Omnichannel is driven by a robust technology infrastructure. Connecting all the retail channels and integrating the assortments of all warehouses and stores is essential, and is done using automation-backed solutions. Inventory barcode and serialization facilitate easy tracking of items as they move fluidly across channels. Likewise, analytics and automation help position products at the right locations which helps reduce delivery time as well as logistics costs.

2. Need for immediate gratification

As new players enter the retail fray, customers are spoiled for choice, not just in terms of product options but also in the speed of delivery. Same-day delivery is gradually paving way for delivery within a few hours’ time. This requires rethinking the product placement and logistics on the part of the brands.

Accurate forecasting and data analysis, coupled with automation, can help brands make better decisions and place the right products close to their customer base. In-season sales and inter-warehouse transfers can further help meet the changing demand of the local market. More and more brands are now opting for distributed warehousing and on-demand warehousing, allowing brands to place the most sought-after products as close to customer clusters as possible.

3. Automation of processes to reduce dependence on skilled labor 

One of the most formidable challenges that companies faced during the pandemic was the shortage of skilled labor. This often made handling of equipment and technology difficult as most of the workforce lacked adequate training. 

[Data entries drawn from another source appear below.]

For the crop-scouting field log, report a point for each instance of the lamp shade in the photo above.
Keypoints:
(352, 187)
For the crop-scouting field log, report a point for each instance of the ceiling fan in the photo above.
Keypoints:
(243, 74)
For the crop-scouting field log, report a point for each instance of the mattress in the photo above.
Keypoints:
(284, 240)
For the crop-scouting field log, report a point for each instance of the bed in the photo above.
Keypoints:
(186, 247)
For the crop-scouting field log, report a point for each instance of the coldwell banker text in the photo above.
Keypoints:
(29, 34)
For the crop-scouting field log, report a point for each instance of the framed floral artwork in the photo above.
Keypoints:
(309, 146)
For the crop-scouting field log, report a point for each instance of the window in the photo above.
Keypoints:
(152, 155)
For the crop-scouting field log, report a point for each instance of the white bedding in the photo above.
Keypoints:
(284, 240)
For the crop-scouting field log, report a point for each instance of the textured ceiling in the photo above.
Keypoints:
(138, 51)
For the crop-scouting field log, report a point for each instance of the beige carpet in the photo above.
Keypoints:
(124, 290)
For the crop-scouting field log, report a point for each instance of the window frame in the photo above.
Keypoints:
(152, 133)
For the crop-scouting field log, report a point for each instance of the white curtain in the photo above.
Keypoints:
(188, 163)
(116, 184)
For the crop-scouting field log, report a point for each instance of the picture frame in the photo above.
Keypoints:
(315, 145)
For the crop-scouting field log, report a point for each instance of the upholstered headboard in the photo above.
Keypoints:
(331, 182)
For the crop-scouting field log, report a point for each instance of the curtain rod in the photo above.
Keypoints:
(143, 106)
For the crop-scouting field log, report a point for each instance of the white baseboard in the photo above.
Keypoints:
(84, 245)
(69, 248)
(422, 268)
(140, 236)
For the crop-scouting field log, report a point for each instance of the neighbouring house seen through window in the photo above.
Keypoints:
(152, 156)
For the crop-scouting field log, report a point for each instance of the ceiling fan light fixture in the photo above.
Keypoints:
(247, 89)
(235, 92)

But with technology solutions like Increff WMS, there is a greater role for automation and much lesser reliance on a trained or skilled workforce. The UX/UI is often very simple and easy to use. Besides, the automatic pop-ups act as warning signals in case of any errors in the input, and prevent the user from advancing, unless the error is cleared at each step. This means just about anyone with basic training can operate the system and keep the show running.

4. Meaningful partnerships for value addition and hyper-localization

The hyperlocal delivery industry is expected to grow up to $3634 billion by 2027 at a CAGR of 17.9% between 2019-2027. An increasing number of brands are now relying upon local partners for their last-mile logistics and other specialized tasks. 

Hyperlocal partners are most effective in supplying goods like drugs and groceries that require quicker fulfillment. They reduce the reliance on the larger supply chain and provide for better business continuity in case of disruptions elsewhere. However, establishing a meaningful partnership with hyperlocal players means brands must integrate with them seamlessly on a robust technology platform, making them a part of their supply chain.

5. Sustainable retailing

Using technology and automation to route goods through the shortest possible pathways means savings for brands and other stakeholders, and also reduced levels of emissions. Greater levels of accuracy mean the reduced likelihood of returns and therefore elimination of additional transportation. By leveraging options like distributed warehousing and placing goods closer to the customers, brands are also able to create shorter supply chains, maximize sales and boost sustainability in retail for a better future. 

With technology as the main driving force, these crucial trends are all set to reshape the retail industry and make a lasting impact on how the business is going to evolve from here on. Quite evidently, these trends are expected to create value for all stakeholders, including the environment.